The historical population is given in the following chart:

==Politics==
In the 2007 federal election the most popular party was the SVP which received 48.06% of the vote. The next three most popular parties were the SP (15.01%), the FDP (14.54%) and the Green Party (14.07%). In the federal election, a total of 187 votes were cast, and the voter turnout was 51.2%.

==Economy==
As of In 2007 2007, Diepflingen had an unemployment rate of 1.57%. As of 2005, there were 6 people employed in the primary economic sector and about 1 business involved in this sector. 96 people were employed in the secondary sector and there were 11 businesses in this sector. 42 people were employed in the tertiary sector, with 8 businesses in this sector. There were 280 residents of the municipality who were employed in some capacity, of which females made up 38.2% of the workforce.

In 2008 the total number of full-time equivalent jobs was 117. The number of jobs in the primary sector was, all of which were in agriculture. The number of jobs in the secondary sector was 74, of which 49 or (66.2%) were in manufacturing and 26 (35.1%) were in construction. The number of jobs in the tertiary sector was 43. In the tertiary sector; 15 or 34.9% were in wholesale or retail sales or the repair of motor vehicles, 3 or 7.0% were in a hotel or restaurant, 12 or 27.9% were technical professionals or scientists, 5 or 11.6% were in education.

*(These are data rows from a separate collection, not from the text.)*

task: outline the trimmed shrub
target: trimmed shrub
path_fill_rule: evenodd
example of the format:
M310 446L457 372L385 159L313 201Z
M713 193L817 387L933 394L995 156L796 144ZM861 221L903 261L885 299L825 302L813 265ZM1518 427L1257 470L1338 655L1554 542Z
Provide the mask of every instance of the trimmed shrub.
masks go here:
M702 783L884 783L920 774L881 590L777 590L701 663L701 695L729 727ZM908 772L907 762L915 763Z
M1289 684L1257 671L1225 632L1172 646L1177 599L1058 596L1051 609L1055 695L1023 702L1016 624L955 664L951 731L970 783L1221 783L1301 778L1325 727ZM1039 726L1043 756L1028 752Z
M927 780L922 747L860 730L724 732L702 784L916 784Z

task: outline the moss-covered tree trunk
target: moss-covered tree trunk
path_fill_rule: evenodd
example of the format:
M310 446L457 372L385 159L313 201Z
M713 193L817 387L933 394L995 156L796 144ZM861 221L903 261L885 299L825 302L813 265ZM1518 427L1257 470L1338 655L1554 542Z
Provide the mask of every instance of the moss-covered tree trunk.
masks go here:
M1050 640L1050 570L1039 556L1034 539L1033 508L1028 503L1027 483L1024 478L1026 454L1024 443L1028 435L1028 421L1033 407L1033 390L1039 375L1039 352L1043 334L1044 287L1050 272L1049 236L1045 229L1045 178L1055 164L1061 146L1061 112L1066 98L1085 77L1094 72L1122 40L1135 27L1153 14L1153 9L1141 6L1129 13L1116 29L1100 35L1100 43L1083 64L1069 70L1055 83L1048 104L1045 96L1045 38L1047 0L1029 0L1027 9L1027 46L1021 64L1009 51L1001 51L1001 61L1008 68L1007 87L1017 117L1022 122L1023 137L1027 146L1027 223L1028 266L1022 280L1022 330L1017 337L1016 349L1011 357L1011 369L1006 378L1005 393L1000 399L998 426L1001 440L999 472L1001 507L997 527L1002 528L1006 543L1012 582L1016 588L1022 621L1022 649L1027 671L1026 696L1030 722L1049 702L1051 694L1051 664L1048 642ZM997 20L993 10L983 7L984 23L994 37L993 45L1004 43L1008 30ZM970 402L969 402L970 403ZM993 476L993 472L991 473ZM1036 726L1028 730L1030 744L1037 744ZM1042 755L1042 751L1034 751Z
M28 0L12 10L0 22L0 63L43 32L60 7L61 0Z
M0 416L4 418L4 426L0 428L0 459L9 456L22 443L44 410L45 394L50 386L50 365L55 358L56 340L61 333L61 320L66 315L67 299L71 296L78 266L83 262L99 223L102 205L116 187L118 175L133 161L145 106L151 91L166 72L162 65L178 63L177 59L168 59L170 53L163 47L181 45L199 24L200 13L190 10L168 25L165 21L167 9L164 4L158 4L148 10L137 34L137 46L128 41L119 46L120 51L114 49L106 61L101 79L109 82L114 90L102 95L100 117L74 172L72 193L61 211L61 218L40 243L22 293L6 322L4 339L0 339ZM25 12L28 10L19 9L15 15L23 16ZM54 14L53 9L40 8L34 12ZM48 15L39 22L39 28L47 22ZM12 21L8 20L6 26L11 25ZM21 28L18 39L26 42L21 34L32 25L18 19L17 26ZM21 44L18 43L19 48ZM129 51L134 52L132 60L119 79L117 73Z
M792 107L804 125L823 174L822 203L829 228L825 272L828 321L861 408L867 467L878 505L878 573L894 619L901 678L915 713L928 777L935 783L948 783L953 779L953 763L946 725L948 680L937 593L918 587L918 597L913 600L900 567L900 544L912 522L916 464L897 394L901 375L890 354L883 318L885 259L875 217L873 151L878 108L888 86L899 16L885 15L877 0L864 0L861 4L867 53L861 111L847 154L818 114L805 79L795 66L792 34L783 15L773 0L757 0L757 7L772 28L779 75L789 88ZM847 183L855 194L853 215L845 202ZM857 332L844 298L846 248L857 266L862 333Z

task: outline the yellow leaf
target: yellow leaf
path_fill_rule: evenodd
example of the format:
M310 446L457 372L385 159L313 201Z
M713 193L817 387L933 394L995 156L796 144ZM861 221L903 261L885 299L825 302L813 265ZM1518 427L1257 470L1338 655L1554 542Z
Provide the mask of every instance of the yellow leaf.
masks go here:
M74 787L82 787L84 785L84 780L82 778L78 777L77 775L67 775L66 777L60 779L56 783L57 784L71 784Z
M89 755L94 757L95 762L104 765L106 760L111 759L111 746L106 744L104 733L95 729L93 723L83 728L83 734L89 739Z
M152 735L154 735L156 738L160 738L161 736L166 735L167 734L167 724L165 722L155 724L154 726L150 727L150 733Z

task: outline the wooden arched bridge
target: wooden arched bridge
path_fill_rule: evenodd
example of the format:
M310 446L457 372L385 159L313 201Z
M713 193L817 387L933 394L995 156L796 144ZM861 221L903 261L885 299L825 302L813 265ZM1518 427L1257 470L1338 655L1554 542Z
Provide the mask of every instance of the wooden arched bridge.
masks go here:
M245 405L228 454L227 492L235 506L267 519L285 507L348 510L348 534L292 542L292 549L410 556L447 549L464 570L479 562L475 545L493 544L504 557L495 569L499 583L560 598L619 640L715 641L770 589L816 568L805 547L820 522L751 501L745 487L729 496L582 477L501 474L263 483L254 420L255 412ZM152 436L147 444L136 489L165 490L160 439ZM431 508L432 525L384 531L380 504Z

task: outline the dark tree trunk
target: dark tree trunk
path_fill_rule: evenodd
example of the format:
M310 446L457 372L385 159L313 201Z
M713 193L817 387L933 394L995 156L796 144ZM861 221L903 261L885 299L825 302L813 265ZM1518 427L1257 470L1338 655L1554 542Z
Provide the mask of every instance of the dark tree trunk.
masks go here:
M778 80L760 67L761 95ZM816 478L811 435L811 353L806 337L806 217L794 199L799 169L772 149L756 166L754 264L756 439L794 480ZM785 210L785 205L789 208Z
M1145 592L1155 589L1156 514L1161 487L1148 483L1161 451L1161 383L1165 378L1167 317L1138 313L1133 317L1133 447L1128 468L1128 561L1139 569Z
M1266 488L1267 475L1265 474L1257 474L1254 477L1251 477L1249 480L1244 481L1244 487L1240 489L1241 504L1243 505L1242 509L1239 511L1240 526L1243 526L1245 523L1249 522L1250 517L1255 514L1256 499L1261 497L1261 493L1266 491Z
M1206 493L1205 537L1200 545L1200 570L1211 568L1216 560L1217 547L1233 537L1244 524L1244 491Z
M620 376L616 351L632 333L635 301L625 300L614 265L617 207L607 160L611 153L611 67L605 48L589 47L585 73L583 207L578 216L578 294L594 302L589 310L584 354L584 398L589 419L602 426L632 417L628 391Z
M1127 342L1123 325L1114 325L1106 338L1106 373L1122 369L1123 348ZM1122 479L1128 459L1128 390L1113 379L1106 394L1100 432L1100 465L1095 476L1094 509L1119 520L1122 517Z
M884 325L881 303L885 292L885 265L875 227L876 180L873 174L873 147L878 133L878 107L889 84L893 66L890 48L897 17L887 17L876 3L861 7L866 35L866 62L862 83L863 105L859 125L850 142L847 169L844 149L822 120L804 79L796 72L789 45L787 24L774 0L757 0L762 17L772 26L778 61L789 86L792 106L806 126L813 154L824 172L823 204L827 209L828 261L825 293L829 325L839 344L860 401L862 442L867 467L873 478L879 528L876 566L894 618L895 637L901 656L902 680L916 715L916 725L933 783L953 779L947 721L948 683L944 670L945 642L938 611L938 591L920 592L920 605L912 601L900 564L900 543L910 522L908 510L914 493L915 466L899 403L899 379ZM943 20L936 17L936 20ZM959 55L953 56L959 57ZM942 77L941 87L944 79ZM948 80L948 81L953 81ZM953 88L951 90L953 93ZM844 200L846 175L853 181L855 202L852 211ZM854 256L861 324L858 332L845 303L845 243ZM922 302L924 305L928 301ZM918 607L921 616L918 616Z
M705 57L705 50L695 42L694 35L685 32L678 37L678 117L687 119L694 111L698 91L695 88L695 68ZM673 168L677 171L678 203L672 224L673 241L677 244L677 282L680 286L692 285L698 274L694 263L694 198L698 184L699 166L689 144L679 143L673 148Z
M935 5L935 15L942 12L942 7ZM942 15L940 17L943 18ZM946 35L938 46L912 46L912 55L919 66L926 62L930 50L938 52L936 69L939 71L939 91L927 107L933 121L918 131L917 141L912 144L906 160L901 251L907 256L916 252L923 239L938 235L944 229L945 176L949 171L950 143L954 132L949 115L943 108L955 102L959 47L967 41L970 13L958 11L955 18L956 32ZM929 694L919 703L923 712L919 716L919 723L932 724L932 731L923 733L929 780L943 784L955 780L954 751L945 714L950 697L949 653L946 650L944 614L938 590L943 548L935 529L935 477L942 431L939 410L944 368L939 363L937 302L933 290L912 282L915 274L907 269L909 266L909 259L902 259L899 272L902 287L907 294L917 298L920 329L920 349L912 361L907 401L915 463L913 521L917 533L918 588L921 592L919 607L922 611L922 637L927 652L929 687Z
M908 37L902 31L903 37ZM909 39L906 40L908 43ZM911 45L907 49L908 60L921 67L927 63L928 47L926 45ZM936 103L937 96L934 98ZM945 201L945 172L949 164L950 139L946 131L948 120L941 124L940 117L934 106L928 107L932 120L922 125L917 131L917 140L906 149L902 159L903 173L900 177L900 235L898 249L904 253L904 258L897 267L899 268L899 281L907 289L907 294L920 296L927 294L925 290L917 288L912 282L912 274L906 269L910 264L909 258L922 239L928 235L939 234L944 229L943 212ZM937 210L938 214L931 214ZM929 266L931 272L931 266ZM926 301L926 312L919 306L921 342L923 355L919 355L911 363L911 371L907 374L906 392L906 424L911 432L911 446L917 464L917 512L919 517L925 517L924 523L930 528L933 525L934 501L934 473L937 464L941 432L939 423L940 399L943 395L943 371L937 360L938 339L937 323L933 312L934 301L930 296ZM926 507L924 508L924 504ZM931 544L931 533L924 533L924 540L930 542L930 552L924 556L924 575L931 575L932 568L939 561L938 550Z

In 2000, there were 77 workers who commuted into the municipality and 229 workers who commuted away. The municipality is a net exporter of workers, with about 3.0 workers leaving the municipality for every one entering. Of the working population, 20.4% used public transportation to get to work, and 53.9% used a private car.

==Religion==
From the 2000 census, 113 or 22.3% were Roman Catholic, while 290 or 57.3% belonged to the Swiss Reformed Church. Of the rest of the population, there was 1 member of an Orthodox church who belonged, there were 4 individuals (or about 0.79% of the population) who belonged to the Christian Catholic Church, and there were 10 individuals (or about 1.98% of the population) who belonged to another Christian church. There were 43 (or about 8.50% of the population) who were Islamic. There were 2 individuals who were Buddhist. 38 (or about 7.51% of the population) belonged to no church, are agnostic or atheist, and 5 individuals (or about 0.99% of the population) did not answer the question.

==Transport==
Diepflingen sits on the Hauenstein line and is served by trains at Diepflingen railway station.

==Education==
In Diepflingen about 218 or (43.1%) of the population have completed non-mandatory upper secondary education, and 63 or (12.5%) have completed additional higher education (either university or a Fachhochschule). Of the 63 who completed tertiary schooling, 66.7% were Swiss men, 14.3% were Swiss women, 12.7% were non-Swiss men.

As of 2000, there was one student in Diepflingen who came from another municipality, while 37 residents attended schools outside the municipality.